IKIWSI: Visual Debugging for Large Multi-Modal Model Inconsistencies
(DIS'25 Best Paper Honorable Mention)
Problem:
Recent open-vocabulary large multimodal (LMM) vision-language models like GPT-4V can process and generate text, images, and videos. However, unlike humans, their outputs often lack common sense and can be inconsistent across modalities.
For example, in multi-label video object recognition, a model might identify an object in one frame but miss it in the next, even if the frames are nearly identical. Automated metrics like F1 or average precision (AP) cannot capture such inconsistencies, making human evaluation essential. To support this, we need a simple visualization tool that allows anyone, regardless of machine learning or computer vision expertise, to assess whether the model is performing reliably.
Solution:
IKIWSI (acronym for I-Know-It-When-I-See-It), shown in the top-left figure, addresses this challenge of evaluating large multimodal models in multi-object video recognition tasks. IKIWISI is a lightweight and intuitive tool that visualizes inconsistencies in model predictions across video frames. IKIWISI works as follows:
The user selects specific objects of interest from the object dropdown (E) and videos from the video dropdown (C).
When the user chooses the video, the image container (D) is populated with up to 16 keyframes from the video, which the user can zoom in and inspect.
IKIWISI represents the model's predictions in a binary heatmap (F), where each row corresponds to an object and each column to a video frame.
The heatmap allows users to quickly decide on the model's performance by examining the high-level patterns (shown in the bottom left figure) generated by the heatmap.
Designed to be low-effort and high-clarity, IKIWISI requires no prior machine learning or computer vision expertise. Its interface supports effortless comparison and filtering, empowering users to spot unreliable patterns and assess model reliability using only visual perception and common sense.
Outcome:
In a user study with 15 users, the heatmap visualization enabled our participants to identify subtle inconsistencies (e.g., models flipping answers across turns or hallucinating details).
Participants' rating of model performance correlated strongly with the model's actual performance (F1).
Participants inspected only a tiny fraction of the frames to judge a model, thanks to the high-level heatmap patterns.
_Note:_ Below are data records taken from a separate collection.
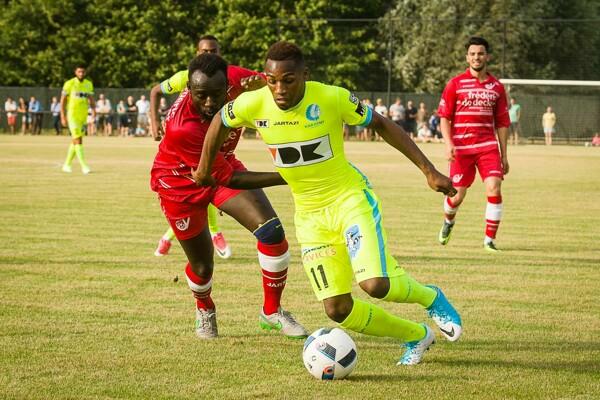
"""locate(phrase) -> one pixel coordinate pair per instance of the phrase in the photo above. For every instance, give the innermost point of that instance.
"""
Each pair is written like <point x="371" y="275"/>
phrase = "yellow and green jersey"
<point x="78" y="93"/>
<point x="306" y="141"/>
<point x="176" y="83"/>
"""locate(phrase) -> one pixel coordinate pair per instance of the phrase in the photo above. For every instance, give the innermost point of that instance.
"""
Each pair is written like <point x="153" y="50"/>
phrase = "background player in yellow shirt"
<point x="76" y="97"/>
<point x="338" y="216"/>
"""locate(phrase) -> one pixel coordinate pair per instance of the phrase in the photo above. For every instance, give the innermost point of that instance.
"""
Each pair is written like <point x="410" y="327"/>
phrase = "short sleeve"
<point x="176" y="83"/>
<point x="353" y="112"/>
<point x="448" y="101"/>
<point x="234" y="114"/>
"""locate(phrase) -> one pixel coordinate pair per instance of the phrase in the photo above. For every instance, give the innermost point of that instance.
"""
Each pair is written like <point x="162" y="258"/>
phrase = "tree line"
<point x="352" y="43"/>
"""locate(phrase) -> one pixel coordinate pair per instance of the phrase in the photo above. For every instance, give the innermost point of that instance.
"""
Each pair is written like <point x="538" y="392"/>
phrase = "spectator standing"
<point x="143" y="107"/>
<point x="55" y="110"/>
<point x="122" y="119"/>
<point x="411" y="119"/>
<point x="23" y="109"/>
<point x="515" y="116"/>
<point x="549" y="123"/>
<point x="421" y="118"/>
<point x="35" y="115"/>
<point x="131" y="114"/>
<point x="10" y="106"/>
<point x="91" y="122"/>
<point x="397" y="112"/>
<point x="366" y="133"/>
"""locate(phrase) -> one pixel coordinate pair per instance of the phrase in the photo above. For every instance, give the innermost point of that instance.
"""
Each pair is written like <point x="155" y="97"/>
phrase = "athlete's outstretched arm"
<point x="155" y="125"/>
<point x="395" y="136"/>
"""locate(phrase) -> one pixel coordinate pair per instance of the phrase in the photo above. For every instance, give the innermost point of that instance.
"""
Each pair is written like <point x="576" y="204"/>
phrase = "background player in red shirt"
<point x="184" y="204"/>
<point x="473" y="109"/>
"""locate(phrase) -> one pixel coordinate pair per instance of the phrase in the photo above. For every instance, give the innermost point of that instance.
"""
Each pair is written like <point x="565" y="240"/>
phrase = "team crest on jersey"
<point x="313" y="112"/>
<point x="353" y="238"/>
<point x="261" y="123"/>
<point x="182" y="224"/>
<point x="230" y="110"/>
<point x="296" y="154"/>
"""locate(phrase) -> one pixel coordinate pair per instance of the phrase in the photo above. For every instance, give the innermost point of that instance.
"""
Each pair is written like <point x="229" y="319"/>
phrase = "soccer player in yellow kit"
<point x="77" y="95"/>
<point x="338" y="216"/>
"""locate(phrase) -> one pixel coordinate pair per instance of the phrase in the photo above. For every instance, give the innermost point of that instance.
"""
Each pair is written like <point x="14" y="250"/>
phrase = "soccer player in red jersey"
<point x="474" y="122"/>
<point x="184" y="204"/>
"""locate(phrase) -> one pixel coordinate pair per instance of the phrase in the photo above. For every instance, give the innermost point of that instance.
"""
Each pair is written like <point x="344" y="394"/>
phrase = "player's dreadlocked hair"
<point x="283" y="51"/>
<point x="207" y="63"/>
<point x="478" y="41"/>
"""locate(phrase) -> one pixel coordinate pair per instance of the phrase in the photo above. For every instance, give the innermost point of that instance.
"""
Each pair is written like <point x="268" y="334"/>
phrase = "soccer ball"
<point x="329" y="354"/>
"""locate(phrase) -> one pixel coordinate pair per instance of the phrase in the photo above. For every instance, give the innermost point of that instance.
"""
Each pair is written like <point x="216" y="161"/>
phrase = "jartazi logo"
<point x="301" y="153"/>
<point x="261" y="123"/>
<point x="230" y="110"/>
<point x="182" y="224"/>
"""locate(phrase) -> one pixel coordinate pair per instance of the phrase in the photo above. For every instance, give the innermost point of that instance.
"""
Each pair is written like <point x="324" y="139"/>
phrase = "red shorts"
<point x="187" y="218"/>
<point x="462" y="169"/>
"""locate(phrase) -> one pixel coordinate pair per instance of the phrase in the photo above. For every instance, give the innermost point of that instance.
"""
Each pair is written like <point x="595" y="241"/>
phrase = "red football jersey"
<point x="180" y="151"/>
<point x="475" y="109"/>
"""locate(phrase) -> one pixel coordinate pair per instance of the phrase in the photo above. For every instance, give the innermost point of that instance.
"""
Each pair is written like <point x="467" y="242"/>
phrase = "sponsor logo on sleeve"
<point x="230" y="110"/>
<point x="297" y="154"/>
<point x="313" y="112"/>
<point x="353" y="238"/>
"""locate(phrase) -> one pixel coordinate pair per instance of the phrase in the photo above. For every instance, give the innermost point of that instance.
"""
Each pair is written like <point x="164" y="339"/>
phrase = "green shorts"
<point x="344" y="240"/>
<point x="76" y="126"/>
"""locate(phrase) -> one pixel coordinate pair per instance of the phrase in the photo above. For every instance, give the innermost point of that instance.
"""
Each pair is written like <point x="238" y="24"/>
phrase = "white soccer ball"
<point x="329" y="354"/>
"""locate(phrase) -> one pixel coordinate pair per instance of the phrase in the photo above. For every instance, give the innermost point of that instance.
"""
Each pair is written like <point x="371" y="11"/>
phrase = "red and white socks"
<point x="201" y="289"/>
<point x="493" y="215"/>
<point x="274" y="260"/>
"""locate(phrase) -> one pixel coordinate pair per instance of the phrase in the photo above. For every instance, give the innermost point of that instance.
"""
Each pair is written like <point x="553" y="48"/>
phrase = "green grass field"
<point x="88" y="312"/>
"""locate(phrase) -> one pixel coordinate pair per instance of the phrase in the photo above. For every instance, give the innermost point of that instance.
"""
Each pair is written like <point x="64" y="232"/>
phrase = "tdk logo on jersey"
<point x="313" y="112"/>
<point x="353" y="237"/>
<point x="230" y="110"/>
<point x="261" y="123"/>
<point x="296" y="154"/>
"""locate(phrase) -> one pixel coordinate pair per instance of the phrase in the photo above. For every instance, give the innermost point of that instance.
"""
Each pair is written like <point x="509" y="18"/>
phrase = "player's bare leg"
<point x="253" y="210"/>
<point x="450" y="208"/>
<point x="199" y="251"/>
<point x="493" y="212"/>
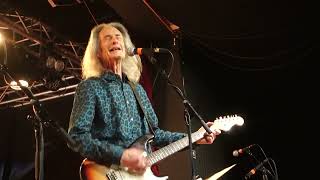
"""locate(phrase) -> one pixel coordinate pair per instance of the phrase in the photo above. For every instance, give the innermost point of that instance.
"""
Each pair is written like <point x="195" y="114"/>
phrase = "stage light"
<point x="50" y="62"/>
<point x="53" y="63"/>
<point x="14" y="85"/>
<point x="59" y="65"/>
<point x="55" y="3"/>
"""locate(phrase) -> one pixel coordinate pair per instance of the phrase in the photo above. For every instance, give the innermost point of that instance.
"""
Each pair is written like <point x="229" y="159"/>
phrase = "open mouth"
<point x="115" y="49"/>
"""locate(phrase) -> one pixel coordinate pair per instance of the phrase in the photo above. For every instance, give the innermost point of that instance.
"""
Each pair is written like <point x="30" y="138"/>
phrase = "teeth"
<point x="112" y="49"/>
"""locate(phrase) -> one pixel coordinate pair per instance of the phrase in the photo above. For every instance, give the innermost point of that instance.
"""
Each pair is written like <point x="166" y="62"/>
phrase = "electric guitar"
<point x="90" y="170"/>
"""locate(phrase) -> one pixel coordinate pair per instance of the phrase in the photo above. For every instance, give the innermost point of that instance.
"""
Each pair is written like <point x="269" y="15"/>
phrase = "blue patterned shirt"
<point x="105" y="118"/>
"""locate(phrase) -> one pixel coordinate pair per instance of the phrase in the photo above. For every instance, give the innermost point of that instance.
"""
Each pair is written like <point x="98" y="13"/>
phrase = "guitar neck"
<point x="172" y="148"/>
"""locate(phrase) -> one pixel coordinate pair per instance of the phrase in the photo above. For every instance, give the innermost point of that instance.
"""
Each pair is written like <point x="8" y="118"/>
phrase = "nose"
<point x="114" y="40"/>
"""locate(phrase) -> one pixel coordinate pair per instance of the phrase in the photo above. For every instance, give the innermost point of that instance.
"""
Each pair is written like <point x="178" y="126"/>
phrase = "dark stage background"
<point x="255" y="60"/>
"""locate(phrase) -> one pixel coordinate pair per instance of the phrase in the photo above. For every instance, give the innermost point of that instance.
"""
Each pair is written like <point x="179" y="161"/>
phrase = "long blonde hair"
<point x="91" y="65"/>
Evaluations showed that even non-technical users could identify inconsistency patterns and contribute to model assessment workflows.
Impact:
IKIWSI is among the first tools to enable intuitive inconsistency diagnosis across LMM outputs without requiring code or model access. It supports:
Faster and more inclusive evaluation workflows for researchers, QA teams, and designers.
Integration into model audit pipelines and prompt refinement tools.
Reliable model selection and deployment decisions by enabling users to identify patterns and anomalies with minimal manual effort.